Wednesday, August 05, 2020
Opalesque Industry Update - Proskauer, an international law firm, released its 2020 SPAC IPO Study. The study examines data from 95 Special Purpose Acquisition Company (SPAC) IPOs priced from January 2016 through June 2020, representing over half of the SPACs listed on U.S. exchanges. Utilizing this proprietary data, the study provides detailed comparisons of deal structures and terms and insight into market trends year-over-year.

"The SPAC IPO market has been resurgent in recent years and has continued to accelerate through the summer of 2020. SPACs have gained a foothold as a preferred vehicle for private companies to enter the public markets in these volatile times." said Daniel Forman, a partner in Proskauer's Capital Markets Group.

The following are some key findings from the study:

1. From 2016 through 2019, SPAC IPOs were on the rise in terms of both absolute number of deals and gross proceeds raised. Based on the first half of 2020, this year is on track to surpass 2019 on both measures.

2. Through the first half of 2020, there has been a notable uptick in SPAC IPOs with deal sizes of greater than $301mm as a percentage of the total market.

3. 56% of the SPAC IPOs we analyzed had an acquisition period of 24 months, followed by 18 months at 27%. The acquisition period varied significantly more among smaller SPACs.

4. In addition to proceeds raised in the IPO, some SPACs enter into forward purchase contracts in order to secure additional capital for the initial business combination. 19% of the SPACs in our study disclosed the existence of a forward purchase contract. The larger the deal size, the more frequently a forward purchase contract was disclosed.

5. Of the SPAC IPOs priced from 2016 through 2019, over half have completed an initial business combination with only 5% having returned funds to investors and winding-up operations. The average number of days it took for a SPAC IPO to sign its initial business combination was 440. It then took, on average, an additional 148 days to close the initial business combination.
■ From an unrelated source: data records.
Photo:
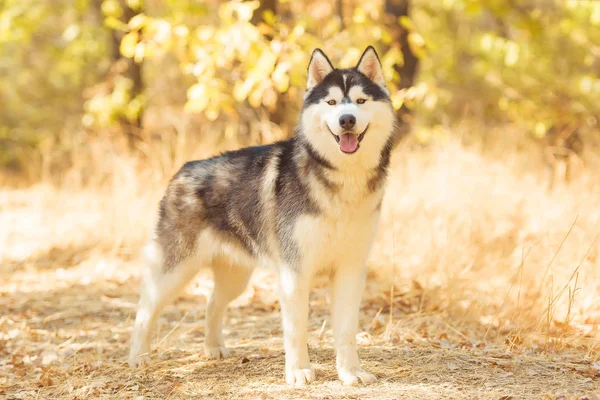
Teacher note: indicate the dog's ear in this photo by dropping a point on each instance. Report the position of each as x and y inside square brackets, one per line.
[318, 68]
[370, 65]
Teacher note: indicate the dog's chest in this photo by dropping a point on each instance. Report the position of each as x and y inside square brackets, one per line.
[341, 233]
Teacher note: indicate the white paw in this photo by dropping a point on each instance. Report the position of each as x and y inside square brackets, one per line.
[215, 352]
[351, 376]
[139, 358]
[299, 376]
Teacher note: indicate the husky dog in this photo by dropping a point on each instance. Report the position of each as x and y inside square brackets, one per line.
[307, 205]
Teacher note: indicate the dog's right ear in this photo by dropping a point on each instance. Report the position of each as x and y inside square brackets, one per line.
[318, 68]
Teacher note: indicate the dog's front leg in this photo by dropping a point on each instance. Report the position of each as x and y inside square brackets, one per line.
[294, 290]
[347, 286]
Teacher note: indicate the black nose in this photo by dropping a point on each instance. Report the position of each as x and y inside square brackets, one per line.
[347, 121]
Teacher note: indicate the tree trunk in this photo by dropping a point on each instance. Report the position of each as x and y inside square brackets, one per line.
[131, 70]
[278, 116]
[408, 70]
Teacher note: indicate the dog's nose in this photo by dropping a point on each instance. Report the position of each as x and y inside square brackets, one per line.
[347, 121]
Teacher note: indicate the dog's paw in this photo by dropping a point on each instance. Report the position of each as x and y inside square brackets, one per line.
[299, 376]
[351, 376]
[215, 352]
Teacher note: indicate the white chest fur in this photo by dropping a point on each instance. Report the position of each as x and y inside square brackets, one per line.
[342, 233]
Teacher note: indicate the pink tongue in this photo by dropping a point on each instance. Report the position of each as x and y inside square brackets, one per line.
[348, 142]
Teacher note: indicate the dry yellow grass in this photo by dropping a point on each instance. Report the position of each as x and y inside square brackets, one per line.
[484, 284]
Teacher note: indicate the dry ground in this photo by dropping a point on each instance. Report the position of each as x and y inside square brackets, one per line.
[484, 285]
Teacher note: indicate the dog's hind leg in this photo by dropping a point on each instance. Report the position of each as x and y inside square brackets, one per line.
[230, 281]
[159, 288]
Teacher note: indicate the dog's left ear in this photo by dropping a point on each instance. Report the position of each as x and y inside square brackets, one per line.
[370, 65]
[318, 68]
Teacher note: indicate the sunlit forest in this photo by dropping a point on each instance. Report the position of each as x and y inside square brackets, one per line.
[484, 280]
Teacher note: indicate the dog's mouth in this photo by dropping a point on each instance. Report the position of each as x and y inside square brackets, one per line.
[349, 142]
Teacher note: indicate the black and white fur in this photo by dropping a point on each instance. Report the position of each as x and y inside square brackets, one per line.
[307, 205]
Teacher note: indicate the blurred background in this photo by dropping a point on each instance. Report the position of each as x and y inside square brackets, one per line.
[139, 72]
[490, 225]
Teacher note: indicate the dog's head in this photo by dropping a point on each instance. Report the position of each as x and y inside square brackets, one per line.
[347, 114]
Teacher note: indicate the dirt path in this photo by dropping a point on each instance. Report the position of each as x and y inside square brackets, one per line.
[64, 334]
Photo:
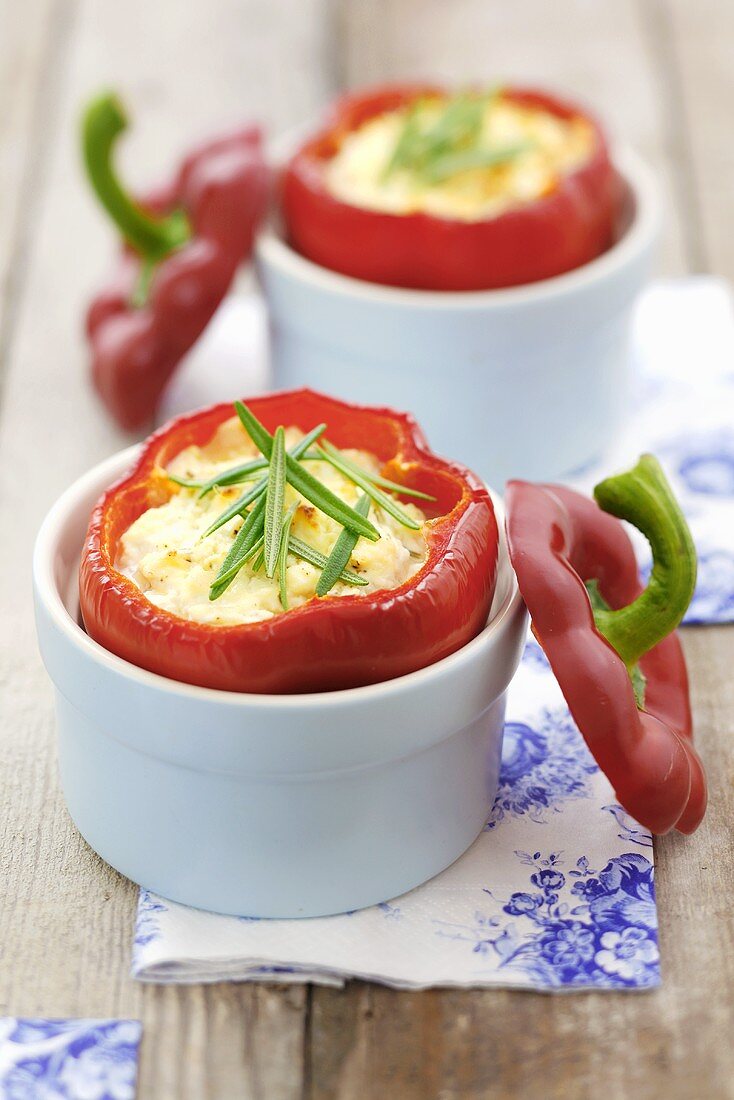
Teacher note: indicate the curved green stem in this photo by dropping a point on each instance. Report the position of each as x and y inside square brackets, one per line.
[644, 498]
[152, 238]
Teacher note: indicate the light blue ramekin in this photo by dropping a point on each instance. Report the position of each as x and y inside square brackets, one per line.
[269, 805]
[528, 382]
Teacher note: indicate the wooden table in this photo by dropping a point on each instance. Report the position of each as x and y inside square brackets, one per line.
[661, 73]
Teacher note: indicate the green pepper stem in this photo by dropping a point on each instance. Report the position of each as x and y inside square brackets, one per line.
[152, 238]
[644, 498]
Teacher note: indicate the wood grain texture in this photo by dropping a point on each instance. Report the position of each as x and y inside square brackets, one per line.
[660, 70]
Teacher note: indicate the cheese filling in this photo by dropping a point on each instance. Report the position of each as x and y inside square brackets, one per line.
[547, 147]
[166, 558]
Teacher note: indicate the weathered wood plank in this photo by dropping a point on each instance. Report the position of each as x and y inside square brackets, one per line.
[31, 51]
[701, 45]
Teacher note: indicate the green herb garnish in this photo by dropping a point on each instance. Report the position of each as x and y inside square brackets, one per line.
[304, 482]
[435, 147]
[316, 558]
[341, 552]
[449, 165]
[283, 556]
[242, 503]
[354, 473]
[264, 537]
[274, 498]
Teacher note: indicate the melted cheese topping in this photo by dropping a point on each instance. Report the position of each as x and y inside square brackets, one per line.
[556, 146]
[164, 554]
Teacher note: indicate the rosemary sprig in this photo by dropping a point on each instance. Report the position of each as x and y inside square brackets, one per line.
[305, 483]
[451, 143]
[283, 556]
[234, 474]
[225, 578]
[349, 470]
[340, 552]
[375, 479]
[316, 558]
[274, 498]
[451, 164]
[242, 503]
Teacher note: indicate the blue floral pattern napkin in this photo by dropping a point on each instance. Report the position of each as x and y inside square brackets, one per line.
[558, 890]
[68, 1059]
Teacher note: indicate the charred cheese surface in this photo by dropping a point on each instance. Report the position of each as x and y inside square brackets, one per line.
[551, 146]
[166, 558]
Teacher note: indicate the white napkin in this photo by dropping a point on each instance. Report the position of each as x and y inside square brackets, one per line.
[557, 892]
[68, 1059]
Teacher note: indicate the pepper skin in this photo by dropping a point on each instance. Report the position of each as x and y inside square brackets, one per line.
[550, 235]
[558, 540]
[183, 246]
[329, 642]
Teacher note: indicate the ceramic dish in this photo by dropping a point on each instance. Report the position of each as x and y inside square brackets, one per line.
[526, 382]
[267, 805]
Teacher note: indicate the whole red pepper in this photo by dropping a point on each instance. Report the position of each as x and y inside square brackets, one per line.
[329, 642]
[607, 639]
[551, 234]
[183, 246]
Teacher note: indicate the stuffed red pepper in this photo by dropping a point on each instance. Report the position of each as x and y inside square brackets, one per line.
[412, 186]
[293, 543]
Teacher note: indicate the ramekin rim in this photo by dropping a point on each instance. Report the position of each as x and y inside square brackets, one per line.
[271, 250]
[46, 591]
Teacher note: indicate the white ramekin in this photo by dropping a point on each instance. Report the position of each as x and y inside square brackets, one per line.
[262, 805]
[528, 382]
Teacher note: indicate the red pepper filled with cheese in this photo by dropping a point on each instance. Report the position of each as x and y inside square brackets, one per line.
[416, 187]
[295, 543]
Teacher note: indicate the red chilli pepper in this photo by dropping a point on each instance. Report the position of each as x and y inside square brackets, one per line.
[329, 642]
[183, 246]
[556, 233]
[607, 640]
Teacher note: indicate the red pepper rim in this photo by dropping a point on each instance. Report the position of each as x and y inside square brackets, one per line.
[306, 197]
[141, 488]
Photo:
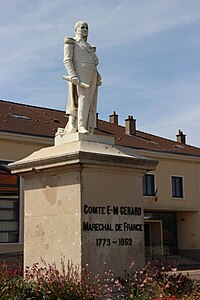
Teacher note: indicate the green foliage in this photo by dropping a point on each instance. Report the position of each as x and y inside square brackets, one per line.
[74, 283]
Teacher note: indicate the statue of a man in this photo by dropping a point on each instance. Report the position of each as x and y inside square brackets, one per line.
[83, 78]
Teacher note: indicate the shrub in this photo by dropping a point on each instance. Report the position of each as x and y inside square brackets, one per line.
[74, 283]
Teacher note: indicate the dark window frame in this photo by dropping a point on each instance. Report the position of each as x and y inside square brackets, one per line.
[149, 185]
[177, 189]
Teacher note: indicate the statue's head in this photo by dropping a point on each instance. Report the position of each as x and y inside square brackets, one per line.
[81, 29]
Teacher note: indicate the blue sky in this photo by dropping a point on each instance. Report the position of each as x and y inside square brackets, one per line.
[149, 52]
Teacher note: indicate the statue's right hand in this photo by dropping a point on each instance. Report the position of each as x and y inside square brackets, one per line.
[75, 80]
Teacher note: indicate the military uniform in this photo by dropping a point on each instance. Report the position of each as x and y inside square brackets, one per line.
[80, 60]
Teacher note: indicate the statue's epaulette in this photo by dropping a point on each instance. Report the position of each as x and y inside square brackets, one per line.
[69, 40]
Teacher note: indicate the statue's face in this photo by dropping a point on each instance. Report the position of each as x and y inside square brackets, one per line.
[82, 29]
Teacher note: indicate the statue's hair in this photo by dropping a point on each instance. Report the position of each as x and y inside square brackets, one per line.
[79, 23]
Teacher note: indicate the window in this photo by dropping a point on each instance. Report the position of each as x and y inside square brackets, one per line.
[9, 206]
[149, 185]
[177, 186]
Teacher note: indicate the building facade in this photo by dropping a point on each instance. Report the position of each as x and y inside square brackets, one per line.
[171, 193]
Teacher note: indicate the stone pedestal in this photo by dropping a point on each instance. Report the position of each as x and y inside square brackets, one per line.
[83, 202]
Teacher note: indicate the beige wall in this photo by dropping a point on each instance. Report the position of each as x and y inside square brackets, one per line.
[14, 147]
[173, 165]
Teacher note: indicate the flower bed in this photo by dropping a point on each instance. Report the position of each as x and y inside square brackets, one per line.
[46, 282]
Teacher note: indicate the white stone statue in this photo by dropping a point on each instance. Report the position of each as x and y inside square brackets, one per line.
[83, 78]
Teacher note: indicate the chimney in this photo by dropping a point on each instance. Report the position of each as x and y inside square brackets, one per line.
[114, 118]
[130, 126]
[181, 137]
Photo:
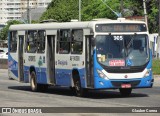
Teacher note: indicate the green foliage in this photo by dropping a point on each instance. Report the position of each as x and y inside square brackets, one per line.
[65, 10]
[4, 31]
[152, 9]
[61, 10]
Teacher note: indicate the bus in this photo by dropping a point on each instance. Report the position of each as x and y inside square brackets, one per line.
[98, 54]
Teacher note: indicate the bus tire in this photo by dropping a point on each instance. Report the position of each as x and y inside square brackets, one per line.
[33, 82]
[80, 92]
[125, 92]
[35, 86]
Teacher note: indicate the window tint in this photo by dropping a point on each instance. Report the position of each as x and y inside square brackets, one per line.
[41, 42]
[64, 41]
[31, 41]
[13, 41]
[77, 42]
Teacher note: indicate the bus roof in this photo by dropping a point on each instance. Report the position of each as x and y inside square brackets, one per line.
[67, 25]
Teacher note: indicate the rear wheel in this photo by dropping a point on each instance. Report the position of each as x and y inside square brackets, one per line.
[125, 92]
[80, 92]
[34, 86]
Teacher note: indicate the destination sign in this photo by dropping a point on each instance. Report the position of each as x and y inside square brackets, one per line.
[121, 28]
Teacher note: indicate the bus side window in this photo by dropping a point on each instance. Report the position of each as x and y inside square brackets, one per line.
[13, 41]
[41, 41]
[31, 41]
[77, 41]
[64, 41]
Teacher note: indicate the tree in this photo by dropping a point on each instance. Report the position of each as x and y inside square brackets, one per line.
[61, 10]
[4, 31]
[152, 9]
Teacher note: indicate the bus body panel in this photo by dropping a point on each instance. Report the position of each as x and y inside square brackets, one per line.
[113, 80]
[13, 65]
[66, 63]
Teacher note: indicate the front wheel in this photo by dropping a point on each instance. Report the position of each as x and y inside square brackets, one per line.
[125, 92]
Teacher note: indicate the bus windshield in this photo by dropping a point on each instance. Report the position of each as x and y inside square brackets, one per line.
[122, 50]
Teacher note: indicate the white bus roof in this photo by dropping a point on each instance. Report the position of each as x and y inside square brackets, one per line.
[67, 25]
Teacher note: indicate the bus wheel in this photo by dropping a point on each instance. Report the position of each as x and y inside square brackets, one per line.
[33, 81]
[80, 92]
[125, 92]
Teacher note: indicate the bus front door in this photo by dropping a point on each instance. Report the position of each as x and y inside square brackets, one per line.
[51, 58]
[20, 59]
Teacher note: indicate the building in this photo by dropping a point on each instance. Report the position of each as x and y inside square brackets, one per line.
[13, 9]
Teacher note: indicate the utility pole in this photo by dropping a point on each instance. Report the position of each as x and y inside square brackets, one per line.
[28, 12]
[158, 39]
[145, 12]
[122, 8]
[79, 10]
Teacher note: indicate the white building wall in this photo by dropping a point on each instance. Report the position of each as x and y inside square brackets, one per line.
[13, 9]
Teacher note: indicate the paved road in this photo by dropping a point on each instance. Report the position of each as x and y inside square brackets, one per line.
[15, 94]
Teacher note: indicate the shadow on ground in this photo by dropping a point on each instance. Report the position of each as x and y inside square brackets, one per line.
[93, 94]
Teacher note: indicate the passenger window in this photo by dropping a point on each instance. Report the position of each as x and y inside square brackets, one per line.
[13, 41]
[77, 42]
[64, 41]
[41, 42]
[31, 41]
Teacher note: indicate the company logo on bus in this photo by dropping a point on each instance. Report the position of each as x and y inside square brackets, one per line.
[116, 63]
[126, 76]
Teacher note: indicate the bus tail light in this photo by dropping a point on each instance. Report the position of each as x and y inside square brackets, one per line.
[101, 74]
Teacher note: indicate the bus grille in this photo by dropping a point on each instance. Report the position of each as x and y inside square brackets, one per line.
[119, 83]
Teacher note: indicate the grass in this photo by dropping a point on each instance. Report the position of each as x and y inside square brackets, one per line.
[156, 67]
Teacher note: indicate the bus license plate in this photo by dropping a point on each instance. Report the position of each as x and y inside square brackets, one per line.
[126, 86]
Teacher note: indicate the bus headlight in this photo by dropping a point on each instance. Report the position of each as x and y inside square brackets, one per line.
[101, 74]
[147, 72]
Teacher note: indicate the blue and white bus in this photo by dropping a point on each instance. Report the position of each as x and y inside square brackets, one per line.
[102, 54]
6. Approximately two-thirds of the SPACs that completed initial business combinations had raised additional equity financing in the form of a PIPE (private placement for public equity) concurrently with the closing of the business combination.

"We expect market participants, including sponsors, investment banks and investors, will benefit from our detailed analyses of the terms and trends underlying this active space," said Lily Desmond, a senior counsel in Proskauer's Capital Markets Group.